SUKABUMIUPDATE.com - Bahan kimia dalam teh hijau terbukti meningkatkan kemampuan kognitif pada pengidap down syndrome, demikian menurut para ilmuwan dalam sebuah penelitian yang dipublikasikan di The Lancet Neurology
Pemberian teh hijau yang mengandung bahan epigallocatechin gallate, menyebabkan peningkatan skor dalam tes memori dan perilaku, kata mereka seperti dikutip dari AFP.
Hasil pemindaian otak menunjukkan bahwa bahan tersebut mampu mengubah cara saraf saling terhubung.
Sebanyak 84 orang dewasa dilibatkan dalam percobaan klinis selama setahun. Mereka dibagi menjadi dua kelompok.
Satu kelompok diberikan suplemen teh hijau tanpa kafein yang mengandung 45 persen epigallocatechin gallate, begitu juga dengan pelatihan kognitif secara online setiap minggu. Kelompok kedua mendapatkan pelatihan serupa tapi menelan plasebo, bukan suplemen itu.

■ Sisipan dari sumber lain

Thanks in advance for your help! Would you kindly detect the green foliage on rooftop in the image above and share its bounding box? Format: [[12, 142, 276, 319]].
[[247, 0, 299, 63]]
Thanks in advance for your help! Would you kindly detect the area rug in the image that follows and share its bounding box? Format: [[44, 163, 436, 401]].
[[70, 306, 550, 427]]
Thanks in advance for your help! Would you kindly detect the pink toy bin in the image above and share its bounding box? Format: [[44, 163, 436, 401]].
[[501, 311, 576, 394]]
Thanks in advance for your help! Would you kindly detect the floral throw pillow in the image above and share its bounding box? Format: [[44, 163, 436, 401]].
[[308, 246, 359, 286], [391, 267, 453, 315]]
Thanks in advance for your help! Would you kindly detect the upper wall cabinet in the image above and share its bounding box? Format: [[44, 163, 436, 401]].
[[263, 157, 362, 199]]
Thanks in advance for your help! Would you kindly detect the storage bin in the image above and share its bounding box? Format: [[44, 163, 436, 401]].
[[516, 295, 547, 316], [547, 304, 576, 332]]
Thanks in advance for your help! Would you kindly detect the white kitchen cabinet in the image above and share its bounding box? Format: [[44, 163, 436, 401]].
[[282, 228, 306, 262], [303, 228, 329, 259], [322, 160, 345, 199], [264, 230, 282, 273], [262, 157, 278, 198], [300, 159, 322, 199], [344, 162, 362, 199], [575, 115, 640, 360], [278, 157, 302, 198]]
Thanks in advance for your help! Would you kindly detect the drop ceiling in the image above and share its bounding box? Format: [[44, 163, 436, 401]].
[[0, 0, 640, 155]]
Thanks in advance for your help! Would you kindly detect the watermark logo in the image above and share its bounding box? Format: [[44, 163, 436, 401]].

Subjek kemudian melakukan tes kognitif setelah tiga, enam dan 12 bulan. Ada sedikit perubahan bahkan hampir tidak ada pada sebagian besar kategori, tetapi untuk kategori kemampuan mengingat pola, daya ingat verbal, dan perilaku adapatif dari kelompok "teh hijau" mencetak nilai jauh lebih baik. Nilai tersebut terus meningkat dari waktu ke waktu.
Hasil positif itu terus berlanjut hingga enam bulan setelah percobaan berakhir. "Ini pertama kalinya sebuah pengobatan menunjukkan keberhasilan dalam meningkatkan kemampuan kognitif pada mereka yang mengidap sindrom ini," kata Mara Dierssen, penulis senior dalam penelitian itu sekaligus seorang peneliti di Centre for Genomic Regulation di Barcelona.
Meskipun cukup signifikan, katanya dalam sebuah pernyataan, hasil itu tidak boleh ditafsirkan sebagai "sembuh."
"Namun, itu bisa menjadi alat untuk meningkatkan kualitas hidup mereka." Para ahli yang tidak terlibat dalam penelitian tersebut menyebut hasil itu menggembirakan dan "hasil karya yang penting."
Pada saat bersamaan, mereka memperingatkan bahwa temuan itu harus divalidasi dalam uji coba tambahan.
Down Syndrome adalah kondisi keterbelakangan perkembangan fisik dan mental yang disebabkan kelainan genetik dan dialami sekitar satu dari 1.000 orang, menurut WHO.